Major uncertainties remain in our understanding of the processes that govern the water cycle in a changing climate and their representation in weather and climate models. Of particular concern are heavy precipitation events of convective origin (i.e., thunderstorms and rain showers).

The development of weather and climate models has made rapid progress in recent years. With the progress of high-performance computing (HPC), the computational resolution of such models will continue to be refined in the next decades. This development offers exciting prospects. From a climate science perspective, a further increase in resolution will make it possible to base such models on a set of equations that is much closer to first principles. In particular, at horizontal resolutions of a few kilometers, the models start to explicitly represent the dynamics of deep convective and thunderstorm clouds without the help of semi-empirical parameterizations. This development corresponds to an important quantum jump in climate modeling. It allows reducing some of the key uncertainties in the current generation of climate models, yields an improved representation of the water cycle including the drivers of extreme events (heavy precipitation events, floods, droughts, etc.), and enables more sophisticated climate-change scenarios with better guidance for impact assessment and climate change adaptation measures.

From a computer science perspective, this strategy poses major challenges. First, emerging hardware architectures increasingly involve the use of heterogeneous many-core architectures consisting of both CPUs and accelerators (e.g., GPUs). The efficient exploitation of such architectures requires a paradigm shift and has only just started. Second, with increasing computational resolution, the models’ output becomes unbearably voluminous and long-term storage prohibitively expensive. Ultimately, there is no way around conducting the analysis online rather than storing the model output, and performing model reruns (i.e., repeat simulations for refined analysis). These developments pose new challenging computer science questions, which need to be addressed before an efficient exploitation of new hardware systems becomes feasible.

The project crCLIM is organised in 4 subprojects with tight interactions:

Subproject A (Lead: O. Fuhrer): Assesses how to efficiently exploit heterogeneous many-core computing architectures for weather and climate models. This involves addressing key questions such as the relative costs and benefits of higher-order numerical accuracy versus higher spatial resolution.

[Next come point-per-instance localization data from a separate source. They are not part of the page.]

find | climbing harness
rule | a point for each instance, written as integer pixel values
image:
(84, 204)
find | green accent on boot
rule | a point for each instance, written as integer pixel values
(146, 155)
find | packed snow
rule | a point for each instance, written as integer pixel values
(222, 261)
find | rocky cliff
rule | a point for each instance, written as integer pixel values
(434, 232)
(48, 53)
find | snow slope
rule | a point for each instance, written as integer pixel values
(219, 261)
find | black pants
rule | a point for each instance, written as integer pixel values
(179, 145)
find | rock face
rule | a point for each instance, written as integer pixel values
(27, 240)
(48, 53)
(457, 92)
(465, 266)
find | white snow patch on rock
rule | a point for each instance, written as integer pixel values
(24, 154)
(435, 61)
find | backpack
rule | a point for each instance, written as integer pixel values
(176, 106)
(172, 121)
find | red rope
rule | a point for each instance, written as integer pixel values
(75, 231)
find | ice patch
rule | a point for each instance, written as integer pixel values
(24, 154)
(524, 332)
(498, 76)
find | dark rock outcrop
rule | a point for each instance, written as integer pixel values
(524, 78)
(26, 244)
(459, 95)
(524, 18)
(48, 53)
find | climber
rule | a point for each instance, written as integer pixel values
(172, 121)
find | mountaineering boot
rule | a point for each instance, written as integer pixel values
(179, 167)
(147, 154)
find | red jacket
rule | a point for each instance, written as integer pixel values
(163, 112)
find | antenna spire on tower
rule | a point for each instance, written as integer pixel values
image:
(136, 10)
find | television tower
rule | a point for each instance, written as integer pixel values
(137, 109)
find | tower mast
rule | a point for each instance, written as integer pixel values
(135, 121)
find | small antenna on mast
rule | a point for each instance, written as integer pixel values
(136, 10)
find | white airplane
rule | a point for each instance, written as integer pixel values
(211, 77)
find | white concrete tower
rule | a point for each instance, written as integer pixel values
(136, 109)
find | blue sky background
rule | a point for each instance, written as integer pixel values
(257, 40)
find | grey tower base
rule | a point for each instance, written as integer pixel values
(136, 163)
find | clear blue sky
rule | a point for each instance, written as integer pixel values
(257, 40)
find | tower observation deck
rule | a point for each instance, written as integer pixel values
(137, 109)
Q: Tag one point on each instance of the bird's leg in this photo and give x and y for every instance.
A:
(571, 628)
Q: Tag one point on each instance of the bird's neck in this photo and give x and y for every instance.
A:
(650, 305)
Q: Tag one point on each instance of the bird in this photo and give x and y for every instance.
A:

Subproject B (Lead: T. Hoefler): Explores the virtualization of climate simulations from a computer science -perspective. It addresses the critical question of computational versus mass-storage loads, and develops an online analysis platform for high-resolution models.

Subproject C (Lead: C. Schär): Performs and analyzes convection-resolving climate simulations over Europe. The main objectives are to demonstrate the feasibility of European-scale climate simulations at convection-resolving resolution, and to exploit this methodology to improve the understanding of the European water cycle.

Subproject D (Lead: H. Wernli): Exploits the new level of virtualization using Eulerian and Lagrangian perspectives for the online analysis of synoptic features and water transport.